Lieutenant Banaca, the school safety liaison, briefed the committee on a September 29 incident at Brockton High School in which a sealed bag containing a white powder tested positive for fentanyl.
Banaca said staff turned the sealed bag over to school police and that the item remained enclosed while it was field-tested in cooperation with the Brockton Police Department. "They tested positive for fentanyl, which is very disturbing," Banaca said, adding that two staff members who handled the bag properly were decontaminated and reported no adverse effects.
The room was evacuated and quarantined until a contracted biohazard-cleaning team sanitized the space. Banaca said he arranged for four narcotics-detection K-9 units to sweep the entire school; no other suspicious items were located. Interviews and camera reviews are ongoing; there are no classroom cameras and additional interviews are planned.
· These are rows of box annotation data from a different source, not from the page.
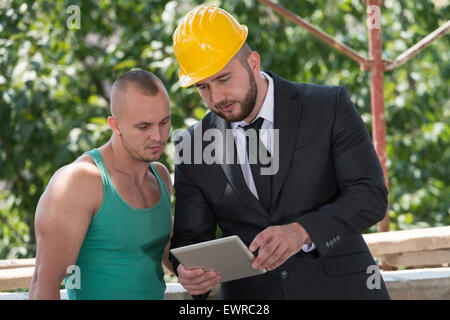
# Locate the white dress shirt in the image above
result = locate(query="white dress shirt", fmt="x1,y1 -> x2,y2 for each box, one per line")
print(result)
231,72 -> 316,252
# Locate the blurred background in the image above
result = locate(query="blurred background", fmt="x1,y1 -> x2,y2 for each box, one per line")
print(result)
0,0 -> 450,259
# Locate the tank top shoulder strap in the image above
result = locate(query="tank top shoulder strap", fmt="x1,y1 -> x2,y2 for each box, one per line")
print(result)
150,162 -> 170,203
86,148 -> 112,188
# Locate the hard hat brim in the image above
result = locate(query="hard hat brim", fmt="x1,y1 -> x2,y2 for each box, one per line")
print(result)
179,25 -> 248,88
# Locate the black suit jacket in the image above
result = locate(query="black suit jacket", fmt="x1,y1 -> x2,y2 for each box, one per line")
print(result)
171,72 -> 389,299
As an interim safety step, Banaca said the district conducted backpack checks at entry doors with school police present, instituted random spot checks in hallways and study halls (authorized in the student handbook), and sent notifications to parents and guardians. He also noted the district's monitoring software (Gaggle) flags potentially harmful content on school-provided devices and that flagged incidents and reported threats were investigated with consent searches and parent notification.
Committee members expressed alarm and urged parents to discuss safety with students; the vice chair suggested pursuing a dedicated K-9 drug-detection capability for the school police in the future.